Body and Soul

Four summers ago I had a wonderful morning routine. I would rise at dawn and jump on my bike to ride 25 minutes to another neighborhood of the city where I would meet a friend at the local pool and swim laps for about a half hour. Then we’d go to her apartment, eat breakfast with the man who would become her husband, and ride our bikes a few more miles to the college, where she was working and I was taking classes that summer.

This is the kind of routine that only works during a certain season of the year, a certain season of life. I have been thinking about those months a lot lately, remembering them with fondness and trying to determine why I cherish them so much.

Was it because I was finding a familial routine in a city away from my own family? Was it because I was starting to discover the amazing richness of adult friendships? Was it because it meant exploring the city in the morning light, or because I had the feeling that I was indulging by sneaking in such adventures before the day even began?

It was probably all of these things, but as I lay sweating on my yoga mat recently and nearly wept at the knowledge of how the years are piling up between my now and that then, a new possibility struck me. Could those mornings be even more precious because of how we exerted ourselves?

Today the Catholic church celebrates the Solemnity of the Assumption, on which we recall that the Blessed Virgin Mary was assumed body and soul into heaven.

Now God has willed that the Blessed Virgin Mary should be exempted from this general rule [of bodily corruption after death]. She, by an entirely unique privilege, completely overcame sin by her Immaculate Conception, and as a result she was not subject to the law of remaining in the corruption of the grave, and she did not have to wait until the end of time for the redemption of her body. – Munificentissimus Deus 5

Piazzetta AssumptionThis is a rich dogma, and the kernel I take from it today is this: our bodies matter. How the give us pleasure, how we nourish them and they sustain us all matter. Mary’s special privilege is that she doesn’t have to wait until the end of time to get hers back.

What other evidence do I have for this? That contact with another person’s body in an embrace can be absolute bliss. That food gives me delight as well as nourishment. That athletic exertion is renewing, even for someone like me who struggled with athleticism her whole life. And that smiling across a kitchen table at a workout partner while refueling with an English muffin remains in my heart as a tangible sign of God’s presence.

If we truly believe in the sanctity of the body, it will have enormous consequences. We are called to respectful, prayerful and appropriate expressions of sexuality. Self-care is demanded of us, as are the physical boundaries that maintain the bodily integrity of other people.

Even though at times my body gives me grief, I do my best to reverence it and recognize it as a gift from God. Today’s feast reminds me that this is worthy spiritual work, and that God has plans for all us, body and soul.

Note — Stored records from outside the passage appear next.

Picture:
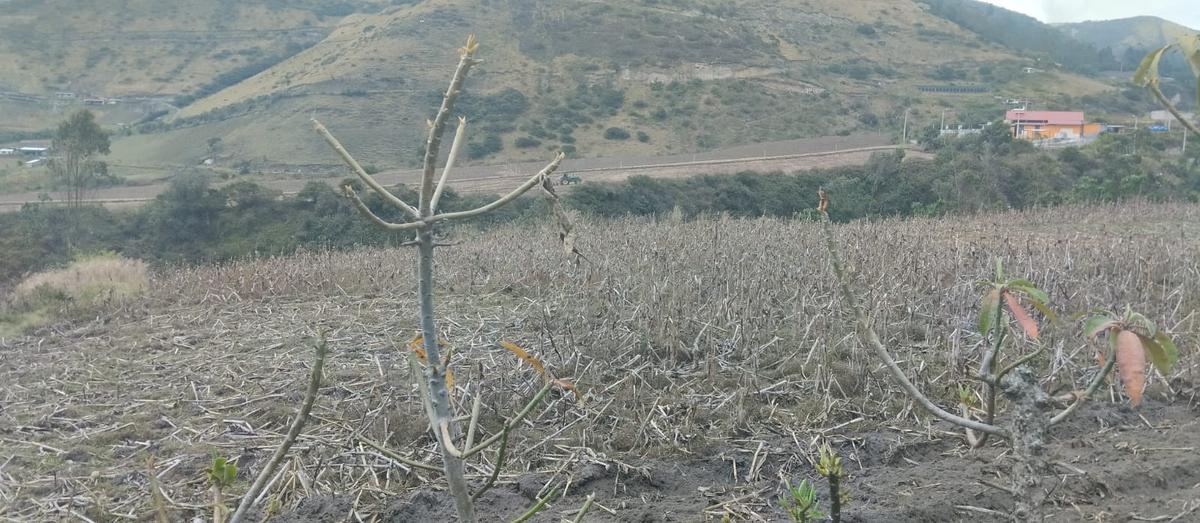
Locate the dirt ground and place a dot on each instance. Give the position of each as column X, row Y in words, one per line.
column 708, row 376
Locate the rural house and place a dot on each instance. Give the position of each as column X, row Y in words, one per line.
column 1051, row 125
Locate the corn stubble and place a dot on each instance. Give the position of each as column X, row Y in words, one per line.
column 694, row 335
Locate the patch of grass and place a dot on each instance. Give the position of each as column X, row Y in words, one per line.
column 88, row 284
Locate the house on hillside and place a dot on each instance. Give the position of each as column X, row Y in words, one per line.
column 1057, row 126
column 1165, row 116
column 33, row 148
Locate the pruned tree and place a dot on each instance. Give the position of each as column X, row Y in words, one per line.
column 1132, row 341
column 77, row 143
column 1147, row 73
column 423, row 218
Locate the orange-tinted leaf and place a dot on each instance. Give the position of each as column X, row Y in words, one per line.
column 525, row 356
column 415, row 347
column 988, row 311
column 567, row 385
column 1023, row 317
column 1132, row 365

This entry was posted in friends, Health, liturgical calendar, religion, training. Bookmark the permalink.

1 Response to Body and Soul

  1. Val says:

    The Assumption is one of those times when the cranky Calvinist looks at culturally Roman Catholic member of the ecumenical quartet in my head (there is also a Baptist and an atheist) and says: “Nope.”

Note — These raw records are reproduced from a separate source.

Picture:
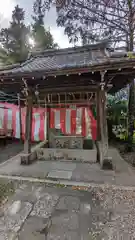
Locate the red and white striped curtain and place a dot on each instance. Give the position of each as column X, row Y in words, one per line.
column 71, row 121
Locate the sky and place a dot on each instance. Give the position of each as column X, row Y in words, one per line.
column 6, row 7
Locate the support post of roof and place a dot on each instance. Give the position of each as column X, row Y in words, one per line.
column 28, row 125
column 27, row 155
column 103, row 143
column 98, row 100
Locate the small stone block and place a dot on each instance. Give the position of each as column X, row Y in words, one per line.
column 28, row 158
column 107, row 164
column 60, row 174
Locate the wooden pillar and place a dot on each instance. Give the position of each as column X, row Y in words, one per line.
column 98, row 100
column 28, row 126
column 48, row 123
column 20, row 117
column 104, row 159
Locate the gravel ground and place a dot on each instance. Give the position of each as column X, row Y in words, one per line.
column 120, row 207
column 12, row 148
column 96, row 213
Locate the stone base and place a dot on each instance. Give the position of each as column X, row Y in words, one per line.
column 28, row 158
column 80, row 155
column 107, row 163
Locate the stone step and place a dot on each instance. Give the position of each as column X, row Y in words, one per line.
column 64, row 154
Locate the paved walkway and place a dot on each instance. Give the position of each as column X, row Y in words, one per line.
column 123, row 173
column 100, row 211
column 38, row 212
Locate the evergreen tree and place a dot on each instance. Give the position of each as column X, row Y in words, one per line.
column 42, row 37
column 15, row 38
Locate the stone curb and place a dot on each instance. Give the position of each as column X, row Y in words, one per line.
column 69, row 183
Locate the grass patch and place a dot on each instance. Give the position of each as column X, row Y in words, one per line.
column 6, row 189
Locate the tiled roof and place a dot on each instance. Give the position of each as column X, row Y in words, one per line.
column 52, row 60
column 64, row 59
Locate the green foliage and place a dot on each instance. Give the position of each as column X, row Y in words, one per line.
column 42, row 37
column 15, row 38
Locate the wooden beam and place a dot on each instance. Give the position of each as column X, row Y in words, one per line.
column 71, row 89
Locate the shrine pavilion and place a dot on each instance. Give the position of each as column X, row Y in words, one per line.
column 72, row 76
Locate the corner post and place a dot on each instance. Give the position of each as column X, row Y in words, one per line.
column 28, row 125
column 27, row 156
column 103, row 124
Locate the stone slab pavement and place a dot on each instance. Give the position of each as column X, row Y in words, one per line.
column 40, row 212
column 123, row 174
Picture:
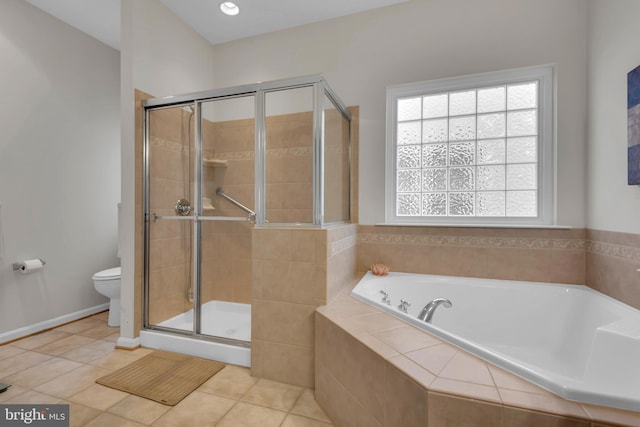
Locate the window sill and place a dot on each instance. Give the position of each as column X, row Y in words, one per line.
column 458, row 225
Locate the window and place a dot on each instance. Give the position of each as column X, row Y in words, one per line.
column 472, row 150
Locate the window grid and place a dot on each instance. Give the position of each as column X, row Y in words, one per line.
column 456, row 174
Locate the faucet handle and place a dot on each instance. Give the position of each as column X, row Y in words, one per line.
column 403, row 305
column 385, row 297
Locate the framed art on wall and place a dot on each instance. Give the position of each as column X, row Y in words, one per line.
column 633, row 127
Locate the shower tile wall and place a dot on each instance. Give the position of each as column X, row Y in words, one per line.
column 289, row 168
column 295, row 271
column 520, row 254
column 226, row 246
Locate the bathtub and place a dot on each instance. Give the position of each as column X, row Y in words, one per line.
column 568, row 339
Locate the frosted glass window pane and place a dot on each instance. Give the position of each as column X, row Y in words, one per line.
column 461, row 103
column 461, row 204
column 522, row 203
column 491, row 125
column 409, row 109
column 462, row 153
column 408, row 204
column 434, row 204
column 461, row 178
column 491, row 178
column 522, row 96
column 491, row 99
column 434, row 155
column 522, row 177
column 462, row 128
column 409, row 180
column 409, row 156
column 490, row 203
column 434, row 130
column 409, row 133
column 435, row 106
column 434, row 179
column 522, row 123
column 491, row 151
column 522, row 150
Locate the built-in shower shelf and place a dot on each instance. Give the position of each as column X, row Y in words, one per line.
column 215, row 163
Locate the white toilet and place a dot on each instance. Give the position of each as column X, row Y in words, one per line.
column 107, row 282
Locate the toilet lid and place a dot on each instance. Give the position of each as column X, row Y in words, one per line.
column 110, row 274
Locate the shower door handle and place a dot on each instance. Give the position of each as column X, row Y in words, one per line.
column 183, row 207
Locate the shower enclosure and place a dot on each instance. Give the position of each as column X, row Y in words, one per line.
column 216, row 165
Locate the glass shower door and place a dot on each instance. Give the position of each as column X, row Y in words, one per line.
column 170, row 157
column 228, row 193
column 200, row 163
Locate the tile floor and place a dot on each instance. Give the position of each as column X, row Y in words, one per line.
column 61, row 366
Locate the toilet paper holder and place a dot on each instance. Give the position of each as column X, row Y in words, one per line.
column 19, row 265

    (I’m planning on 12:10 PM mass at the cathedral anyway)

    On some level, it’s hard to ignore these things in a city replete with Guadalupe shrines, a city that takes her name from a line in the Litany of Loreto.

    I’m headed down to Olvera Street later (Los Angeles’s sanitized pseudo-Mexican version of its historical self — it seriously feels like it fell out of Epcot Center at Disney World). Mary merch (as opposed to Jesus junk) will be one of the most common things I’ll see. Like it or not, whether a person notices or not, there is a layer of this city where Mary is still queen, though the Franciscan friars have long since gone away.

    I get the whole body thing. It cracks me up how many different ways over the centuries that Greek philosophy has crept into Western thought along the lines of a separation between soul and dust, as if soul is what is good and all that matters.

    It’s not. My battle is against letting asceticism take over (because if you’re hard-wired as an ascetic, it will…).

    Maybe what it is — maybe its that in those moments like the ones you spoke about — is that in those moments we are most fully human because we are more fully aware that not only are we both physical and spiritual beings, but those two elements are working together (and we’re not somehow overthinking why such a thing shouldn’t be possible).